The brain study adds nothing to all this nothingness; if there are differences in cognitive performance as displayed in the behavioral tests, how else might this be manifested but in differences in activity in some brain areas? And if you hold everything constant but the social exchange aspect, where else but in areas of the brain already known to be involved in representing social interactions would you expect to find this differentiated activity?
BTW, I got both problems right; maybe that's because I have the logic puzzle-solving gene, or maybe it's because I've seen these types of puzzles before.
Thanks to Carl Zimmer for updating the question with an 'IF' as I recommended and for acknowledging the minor error in an Email to me :)
This is a classic case of logic - that is: A -> B does not imply B -> A. I knew that, and still bombed on the first test. Had I given it thought, I'm sure I could've solved it correctly, but the whole idea is to trick you into thinking you know it.
I did fine on the second test, and I believe that, yes indeed, the reason people perform the way they do on the two tests is because we bring a scripted form of reasoning to the second one based on real world experience. In a way, it follows what Roger Schank has proposed in his book Dynamic Memory. He claims that we mostly solve problems through being reminded of previous similar circumstances, as opposed to truly working out all the gory details from first principles everytime. And when we encounter new situations, we remeber the exceptions of those new situations as compared to what we were most reminded of. Truly, we get through the day by applying our past experiences, rather than thinking too hard.

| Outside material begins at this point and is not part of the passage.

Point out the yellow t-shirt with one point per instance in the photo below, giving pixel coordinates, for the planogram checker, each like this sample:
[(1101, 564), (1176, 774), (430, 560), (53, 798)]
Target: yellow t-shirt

Hold on a second here: In version 1, ALL the cards need to be investigated: i.e. if the F card has a 3 on the back, it violates the rule. If the 5 card has a D on the back, it violates the rule.
Close, Lawrie, but not quite "write". You need to leave F out of that since the first assumption is not asked to be questioned. There IS a letter on one side and not the other.
F cannot possibly have a D on the other side.
D'oh! Answer was correct as given. For the 3,it doesn't matter what's on the other side. Any letter will fit the rules, as you all probably already knew.
In order to properly explain the premise of Test-1, you have to spend a fair amount of time explaining the assumptions. Even someone comfortable with logic and "letter" -> "number" notation has to read the problem and think about it. The symbols just don't differentiate themselves.
In Test-2, the real-world context bypasses all the need to explain the assumptions and the symbols. With no thought whatsoever, the symbols "drinks" and "ages" are easily differentiated.
Test-2 has the benefit of capitalizing on a pre-existing understanding that makes it easy to instantly absorb the task at hand. Test-1 does not. When the rules of the game map directly to preexisting experience, no time is needed to explain them.
It's not obvious to me that that's evolution speaking.
1) Anyone with a grounding in logic would recognize that "if D, then 3" is logically equivalent to "if not 3, then not D". This immediately suggests that you turn over all letter cards with a D on them as well as all number cards without a 3 on them.
2) As pointed out by Bryan, many people think that if A implies B, then B implies A. (They may also confuse "if" with "only if", "implies" with "implied by", and "necessary condition" with "sufficient condition".) I had to disabuse a graduate student in physics of this misconception not long ago; I had expected better of someone holding a physics degree.
3) I, too, must agree with Mike Hopkins. Version 2 of the test concords with common practice in the US, and I suspect that at least some of those who answer this question correctly are merely falling back on their own experience. If the rule for version 2 was modified somewhat so that it deviated from common experiencesay, "if a person is drinking soda, then he or she must be under 21 years of age"I suspect that a smaller percentage would get it right (see previous point).
4) Rather than just having the respondents give their answers, wouldn't it be more instructive to ask them to explain how they arrived at their answers? (Multiple choice questions are such poor gauges of a person's line of reasoning.) Of course, not asking the respondents to explain their reasoning gives the testers greater latitude to arrive at spurious and fallacious conclusions.